Slingshots with wristbrace are illegal in New York, so stay with the Y-shaped classic models. 
I always encourage beginners to get a slingshot with wide fork at the beginning. And there is
nothing wrong with a basic off-the shelf model such as the Trumark S9/S9tFo or Saunders Hawk - 
and I'd also recommend you to buy one of these at first, if the costs for it are no big concern
for you. Better learn what you really want in a slingshot and then start building your own models.


----------



## Brewman (Feb 1, 2010)

Flatband and Bunnybust live very close to you, so you might consider getting one of thier slingshots.


----------



## Brooklyn00003 (Feb 28, 2010)

I think all slingshots are illegal in New York. I used to live in Brooklyn too for few years I allways went up to out roof the npractice there with a truemark with wristbrace and weights. Just get a small that fits in your pocket and shoot marbles wearing googles is important.
Cheers


----------



## Brewman (Feb 1, 2010)

Did you ever get anything?



NoobSlingshooter said:


> Hi everybody. My name's Joseph. I'm new to this site. I live in Brooklyn, NY and Joerg recommended this site to me. No, I don't know him personally. I'm 15 years old.

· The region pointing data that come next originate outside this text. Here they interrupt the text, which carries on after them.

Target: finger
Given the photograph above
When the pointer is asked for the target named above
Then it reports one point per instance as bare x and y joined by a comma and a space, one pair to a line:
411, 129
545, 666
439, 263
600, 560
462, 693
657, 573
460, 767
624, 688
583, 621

Wrist-rockets are illegal here, unfortunately, and I have hardly any experience using slingshots. I've shot one maybe 2 or 3 times. I just wanted to know what slingshot I should purchase for plinking/target practice in my backyard. My backyard is pretty small. I want a slingshot that has a good amount of power but is inexpensive. Say around 30-35 bucks. If anyone can help me, that'd be great. Thank You
> 
> -Joseph


----------



## kobe23 (Jun 28, 2010)

I learnt shooting with my own natural, just makes me feel more like 'myself'. You could learn shooting fast if you take some time and sit down, think how to shoot something, how to aim etc. before you actually start shooting.


----------



## harpersgrace (Jan 28, 2010)

Brewman said:


> Hi everybody. My name's Joseph. I'm new to this site. I live in Brooklyn, NY and Joerg recommended this site to me. No, I don't know him personally. I'm 15 years old. Wrist-rockets are illegal here, unfortunately, and I have hardly any experience using slingshots. I've shot one maybe 2 or 3 times. I just wanted to know what slingshot I should purchase for plinking/target practice in my backyard. My backyard is pretty small. I want a slingshot that has a good amount of power but is inexpensive. Say around 30-35 bucks. If anyone can help me, that'd be great. Thank You
> 
> -Joseph


[/quote]

My Bet would be he either found one or moved on considering he only has 3 posts and this one was from over a year ago


----------



## kobe23 (Jun 28, 2010)

harpersgrace said:


> Hi everybody. My name's Joseph. I'm new to this site. I live in Brooklyn, NY and Joerg recommended this site to me. No, I don't know him personally. I'm 15 years old. Wrist-rockets are illegal here, unfortunately, and I have hardly any experience using slingshots. I've shot one maybe 2 or 3 times. I just wanted to know what slingshot I should purchase for plinking/target practice in my backyard. My backyard is pretty small. I want a slingshot that has a good amount of power but is inexpensive. Say around 30-35 bucks. If anyone can help me, that'd be great. Thank You
> 
> -Joseph


[/quote]

My Bet would be he either found one or moved on considering he only has 3 posts and this one was from over a year ago
[/quote]

i didnt notice that =.=


----------



## Peresh (May 3, 2010)

Joseph,

AWESOME and WELCOME bud!

A couple of us NY/NJ guys get together for shoots very regularly. Why don't you come up to Long Island (Nassau) on our next shoot probably next week and test out many styles of the slingshots that we shoot. This way you can decide what you want to buy or make even. Brooklyn is 20-30 min away from us on a good day. I'll send you a PM with details.

Regards,
Peresh.


----------



## Peresh (May 3, 2010)

Geez a year ago? I just noticed that.








oh well...another one lost in cyberspace.


----------



## M.J (Nov 1, 2010)

I think he cursed himself by putting "noob" in his screen name. All of us were new once but if we all classified ourselves as such nobody would ever get anywhere!


----------